5.7.2. Analysis of Results

As shown in

Table 6. The effect of global training participation in case of the BMW model.

	ER	FAR	Prec	Rec	F1
Local model	0.1638	0.1066	0.6461	0.6461	0.6461
Without participation	0.0459	0.0347	0.8882	0.9170	0.9024
With participation	0.0230	0.0128	0.9571	0.943	0.9499

, BMW’s model can take benefit from the global model even if it did not actually participate in the global training. Thanks to the meaningful representation provided by the global model, the ER and FAR of the local model decreased four and three times, respectively. Furthermore, these results keep decreasing to approximately 2% of ER and 1% of FAR when BMW contributes its data diversity to the global. Finally, the F1 score of the participation case can reach roughly 95%, which is higher by 5% compared to that of the nonparticipation one. All of the results draw a conclusion that the personalized FL scheme encourages every client to attend the global training, as each client can not only contribute to the community objective, but also improve its own detection performance.

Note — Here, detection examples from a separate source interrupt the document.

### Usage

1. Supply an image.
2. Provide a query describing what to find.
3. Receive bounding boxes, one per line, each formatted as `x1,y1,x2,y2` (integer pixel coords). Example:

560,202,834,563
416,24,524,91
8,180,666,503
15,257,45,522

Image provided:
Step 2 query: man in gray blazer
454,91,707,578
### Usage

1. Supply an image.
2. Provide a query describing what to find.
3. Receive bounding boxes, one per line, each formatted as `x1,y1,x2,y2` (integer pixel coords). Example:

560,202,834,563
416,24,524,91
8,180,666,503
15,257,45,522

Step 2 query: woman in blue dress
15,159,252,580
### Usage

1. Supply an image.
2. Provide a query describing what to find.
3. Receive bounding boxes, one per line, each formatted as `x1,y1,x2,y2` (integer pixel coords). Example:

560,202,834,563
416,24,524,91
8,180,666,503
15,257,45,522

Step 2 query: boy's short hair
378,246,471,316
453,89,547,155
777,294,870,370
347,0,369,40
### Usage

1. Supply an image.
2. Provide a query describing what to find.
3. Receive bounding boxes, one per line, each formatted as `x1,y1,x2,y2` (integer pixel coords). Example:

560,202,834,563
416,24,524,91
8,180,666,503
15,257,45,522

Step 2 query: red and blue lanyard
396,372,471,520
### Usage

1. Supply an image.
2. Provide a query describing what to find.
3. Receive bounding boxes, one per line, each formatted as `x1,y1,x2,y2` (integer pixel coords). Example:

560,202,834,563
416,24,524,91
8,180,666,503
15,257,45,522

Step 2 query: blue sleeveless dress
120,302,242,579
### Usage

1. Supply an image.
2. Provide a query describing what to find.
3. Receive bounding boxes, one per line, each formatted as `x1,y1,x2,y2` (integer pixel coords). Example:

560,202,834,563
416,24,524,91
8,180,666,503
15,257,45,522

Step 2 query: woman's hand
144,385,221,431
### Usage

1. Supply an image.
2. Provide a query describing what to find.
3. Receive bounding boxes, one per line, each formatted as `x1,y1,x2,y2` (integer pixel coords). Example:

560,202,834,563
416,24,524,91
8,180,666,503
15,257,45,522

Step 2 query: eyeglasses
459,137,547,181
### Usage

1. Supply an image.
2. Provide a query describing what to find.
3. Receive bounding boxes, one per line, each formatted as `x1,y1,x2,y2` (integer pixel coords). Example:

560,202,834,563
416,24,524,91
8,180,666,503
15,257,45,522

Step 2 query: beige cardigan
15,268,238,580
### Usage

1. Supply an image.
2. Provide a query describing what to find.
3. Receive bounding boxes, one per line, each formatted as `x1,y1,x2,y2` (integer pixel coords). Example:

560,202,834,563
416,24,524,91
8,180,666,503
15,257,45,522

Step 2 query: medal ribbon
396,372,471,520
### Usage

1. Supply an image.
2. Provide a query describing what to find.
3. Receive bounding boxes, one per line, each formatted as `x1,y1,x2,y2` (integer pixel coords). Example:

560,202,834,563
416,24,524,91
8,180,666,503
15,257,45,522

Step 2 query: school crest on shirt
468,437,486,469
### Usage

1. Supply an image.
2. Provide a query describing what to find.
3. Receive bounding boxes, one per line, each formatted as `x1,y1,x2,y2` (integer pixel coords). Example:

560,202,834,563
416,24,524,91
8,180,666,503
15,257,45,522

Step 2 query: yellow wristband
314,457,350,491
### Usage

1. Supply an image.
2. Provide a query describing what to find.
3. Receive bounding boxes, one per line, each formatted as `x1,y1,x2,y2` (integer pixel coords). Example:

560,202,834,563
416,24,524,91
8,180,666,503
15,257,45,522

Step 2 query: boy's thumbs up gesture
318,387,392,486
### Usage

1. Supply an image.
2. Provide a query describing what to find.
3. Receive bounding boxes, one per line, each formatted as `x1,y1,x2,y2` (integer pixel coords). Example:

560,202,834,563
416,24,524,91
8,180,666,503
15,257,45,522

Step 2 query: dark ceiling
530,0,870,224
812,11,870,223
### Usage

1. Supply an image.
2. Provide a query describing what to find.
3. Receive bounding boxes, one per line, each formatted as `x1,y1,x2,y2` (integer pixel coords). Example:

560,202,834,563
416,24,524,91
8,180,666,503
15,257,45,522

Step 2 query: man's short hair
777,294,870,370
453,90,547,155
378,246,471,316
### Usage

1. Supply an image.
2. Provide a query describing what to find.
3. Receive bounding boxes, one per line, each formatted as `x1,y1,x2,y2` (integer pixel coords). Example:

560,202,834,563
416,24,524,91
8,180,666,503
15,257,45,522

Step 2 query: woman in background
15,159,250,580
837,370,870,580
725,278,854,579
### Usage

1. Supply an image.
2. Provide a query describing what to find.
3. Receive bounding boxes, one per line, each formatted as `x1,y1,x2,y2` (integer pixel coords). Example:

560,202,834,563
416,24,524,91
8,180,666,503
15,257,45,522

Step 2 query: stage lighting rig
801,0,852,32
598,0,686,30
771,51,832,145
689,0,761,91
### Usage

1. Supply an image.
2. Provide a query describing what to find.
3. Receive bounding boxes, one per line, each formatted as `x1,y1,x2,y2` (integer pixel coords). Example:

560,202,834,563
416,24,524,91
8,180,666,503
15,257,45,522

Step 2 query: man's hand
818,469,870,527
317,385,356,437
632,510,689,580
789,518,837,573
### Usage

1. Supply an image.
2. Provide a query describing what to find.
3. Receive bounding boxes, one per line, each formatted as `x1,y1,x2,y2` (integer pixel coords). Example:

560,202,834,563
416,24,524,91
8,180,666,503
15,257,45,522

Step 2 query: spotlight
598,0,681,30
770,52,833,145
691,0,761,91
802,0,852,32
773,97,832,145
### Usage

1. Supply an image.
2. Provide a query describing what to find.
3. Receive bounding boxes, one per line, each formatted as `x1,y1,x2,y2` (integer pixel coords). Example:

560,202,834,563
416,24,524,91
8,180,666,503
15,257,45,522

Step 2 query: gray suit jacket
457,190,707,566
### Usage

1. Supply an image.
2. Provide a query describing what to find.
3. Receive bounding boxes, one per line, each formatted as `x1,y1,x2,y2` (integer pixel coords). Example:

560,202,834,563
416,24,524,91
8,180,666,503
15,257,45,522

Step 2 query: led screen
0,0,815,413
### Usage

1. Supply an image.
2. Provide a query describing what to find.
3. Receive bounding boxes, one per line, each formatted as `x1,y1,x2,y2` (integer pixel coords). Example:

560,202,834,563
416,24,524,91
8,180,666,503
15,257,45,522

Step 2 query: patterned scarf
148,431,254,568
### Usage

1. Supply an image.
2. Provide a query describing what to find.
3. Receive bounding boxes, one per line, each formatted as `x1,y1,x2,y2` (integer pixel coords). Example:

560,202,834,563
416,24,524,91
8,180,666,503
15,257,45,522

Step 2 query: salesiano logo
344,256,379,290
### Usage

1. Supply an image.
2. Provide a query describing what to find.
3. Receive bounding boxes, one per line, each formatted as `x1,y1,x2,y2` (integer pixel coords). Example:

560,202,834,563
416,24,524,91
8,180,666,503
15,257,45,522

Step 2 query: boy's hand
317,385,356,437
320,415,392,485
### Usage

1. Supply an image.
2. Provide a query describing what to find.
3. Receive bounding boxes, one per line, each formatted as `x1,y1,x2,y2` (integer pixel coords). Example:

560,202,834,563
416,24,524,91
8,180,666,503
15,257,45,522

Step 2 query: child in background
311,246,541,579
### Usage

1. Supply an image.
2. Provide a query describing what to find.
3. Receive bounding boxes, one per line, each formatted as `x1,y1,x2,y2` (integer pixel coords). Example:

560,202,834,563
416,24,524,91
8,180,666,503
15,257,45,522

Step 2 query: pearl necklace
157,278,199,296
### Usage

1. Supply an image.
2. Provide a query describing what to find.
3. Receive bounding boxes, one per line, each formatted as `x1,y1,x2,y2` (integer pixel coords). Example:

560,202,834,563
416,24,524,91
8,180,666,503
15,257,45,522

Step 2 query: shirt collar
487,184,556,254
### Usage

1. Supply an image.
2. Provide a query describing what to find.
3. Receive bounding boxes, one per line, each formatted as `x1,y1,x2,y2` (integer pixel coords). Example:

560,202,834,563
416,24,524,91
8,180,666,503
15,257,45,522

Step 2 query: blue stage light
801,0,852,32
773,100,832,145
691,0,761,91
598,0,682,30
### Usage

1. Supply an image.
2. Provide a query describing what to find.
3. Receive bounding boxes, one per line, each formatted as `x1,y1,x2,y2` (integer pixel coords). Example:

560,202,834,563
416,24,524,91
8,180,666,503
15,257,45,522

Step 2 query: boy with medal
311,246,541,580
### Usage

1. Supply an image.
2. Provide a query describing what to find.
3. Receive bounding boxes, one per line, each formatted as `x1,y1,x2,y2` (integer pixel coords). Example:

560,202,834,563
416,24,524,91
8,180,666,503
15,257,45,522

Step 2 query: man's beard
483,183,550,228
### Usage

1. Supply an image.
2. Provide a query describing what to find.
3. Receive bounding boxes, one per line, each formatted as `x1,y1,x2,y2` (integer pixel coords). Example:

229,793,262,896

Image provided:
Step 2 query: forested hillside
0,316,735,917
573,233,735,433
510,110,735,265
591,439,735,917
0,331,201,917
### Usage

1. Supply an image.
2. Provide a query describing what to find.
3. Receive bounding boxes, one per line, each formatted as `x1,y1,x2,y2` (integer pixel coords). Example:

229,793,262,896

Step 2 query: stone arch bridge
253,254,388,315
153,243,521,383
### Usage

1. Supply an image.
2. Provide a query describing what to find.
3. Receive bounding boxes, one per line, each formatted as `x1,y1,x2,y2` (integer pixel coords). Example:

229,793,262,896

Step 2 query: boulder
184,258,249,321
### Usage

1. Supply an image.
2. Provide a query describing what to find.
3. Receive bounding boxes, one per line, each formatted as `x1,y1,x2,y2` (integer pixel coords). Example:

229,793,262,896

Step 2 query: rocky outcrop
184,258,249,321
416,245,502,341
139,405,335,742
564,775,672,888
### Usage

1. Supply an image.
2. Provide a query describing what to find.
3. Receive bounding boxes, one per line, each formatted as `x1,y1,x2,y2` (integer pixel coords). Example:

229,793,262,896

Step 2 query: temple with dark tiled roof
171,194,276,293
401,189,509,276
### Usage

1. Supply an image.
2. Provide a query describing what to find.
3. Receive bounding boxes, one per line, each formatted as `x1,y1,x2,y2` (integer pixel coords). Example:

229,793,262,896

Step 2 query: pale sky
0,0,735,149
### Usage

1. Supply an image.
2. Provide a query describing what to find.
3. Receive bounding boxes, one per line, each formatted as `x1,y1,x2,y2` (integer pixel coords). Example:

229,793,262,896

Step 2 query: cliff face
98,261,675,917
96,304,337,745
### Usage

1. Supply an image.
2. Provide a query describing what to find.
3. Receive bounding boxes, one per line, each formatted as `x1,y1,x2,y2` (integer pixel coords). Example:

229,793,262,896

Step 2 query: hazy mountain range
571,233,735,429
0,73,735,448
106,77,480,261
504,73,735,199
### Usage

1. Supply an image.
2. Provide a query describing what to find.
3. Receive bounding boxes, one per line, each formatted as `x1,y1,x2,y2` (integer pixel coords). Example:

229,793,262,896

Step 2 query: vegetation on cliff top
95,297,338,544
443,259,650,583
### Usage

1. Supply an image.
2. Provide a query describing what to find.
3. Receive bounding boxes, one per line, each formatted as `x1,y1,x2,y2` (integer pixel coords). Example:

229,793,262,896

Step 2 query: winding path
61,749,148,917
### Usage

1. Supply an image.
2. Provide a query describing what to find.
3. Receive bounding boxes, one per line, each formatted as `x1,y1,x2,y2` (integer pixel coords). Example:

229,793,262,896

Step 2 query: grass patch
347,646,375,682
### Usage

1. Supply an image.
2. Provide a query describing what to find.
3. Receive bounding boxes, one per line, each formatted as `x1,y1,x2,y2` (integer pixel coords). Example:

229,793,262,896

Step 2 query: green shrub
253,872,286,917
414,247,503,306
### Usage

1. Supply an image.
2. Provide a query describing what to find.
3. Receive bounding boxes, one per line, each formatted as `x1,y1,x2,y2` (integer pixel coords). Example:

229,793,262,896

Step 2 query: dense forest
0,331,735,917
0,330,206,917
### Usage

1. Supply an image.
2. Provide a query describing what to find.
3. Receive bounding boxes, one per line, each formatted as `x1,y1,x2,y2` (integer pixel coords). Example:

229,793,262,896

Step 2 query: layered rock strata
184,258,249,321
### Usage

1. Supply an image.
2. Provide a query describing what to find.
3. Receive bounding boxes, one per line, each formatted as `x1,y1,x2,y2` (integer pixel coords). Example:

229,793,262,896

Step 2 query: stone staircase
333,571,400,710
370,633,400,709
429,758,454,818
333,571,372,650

5.8. Computational Analysis

After training the local models with global features, they can be deployed in real-world applications. We tested the computational efficiency of the proposed model by deploying it on an NVIDIA Jetson AGX Xavier, which can be integrated into a vehicle’s XPU for detecting intrusions in the CAN bus [30]. This device is equipped with a 512-core Volta GPU with Tensor Cores, an 8-core ARM CPU, and 32 GB of RAM. Our tests revealed that the proposed model takes approximately 5.96 milliseconds to detect a frame containing 29 messages, and can process up to approximately 4800 messages per second. Given that there are around 2000 CAN messages on the bus [18], our model is capable of handling the workload in a real ECU.

6. Conclusions

Our study presents a novel framework for training a global IDS in a distributed manner that addresses the difficulty of training a deep learning-based IDS model when data are limited. In addition, the proposed approach uses a federated learning scheme, where participants can jointly train a global model without sharing their confidential datasets, thereby ensuring data privacy. To our best knowledge, this is the first study proving that an IDS model of a specific car can be improved by learning from other CAN datasets, demonstrating the transfer learning from global latent features which are extracted from a model trained in a federated manner. The proposed model is trained and tested on a real dataset consisting of three different car models: KIA, Tesla, and BMW with different settings. The experimental results show that the proposed model increases the average of the F1 score by 4%, compared to local models. According to the results from experiments on various training data sizes, the proposed model requires at least 30k training samples to achieve the F1 score of greater than 90% for all car models. Federated learning will be a promising direction, especially for vehicle securities. Our study, along with most other research in this field, has utilized deep learning models as a black box, making it difficult to interpret the results. For example, we may not understand why the model is producing poor results on BMW cars. However, we recognize that Explainable AI (XAI) can be a powerful tool for addressing this challenge. Therefore, as part of our future work, we plan to integrate XAI with our federated learning scheme to provide more insight into the decision-making process of the model and enable us to better understand the factors that contribute to its performance.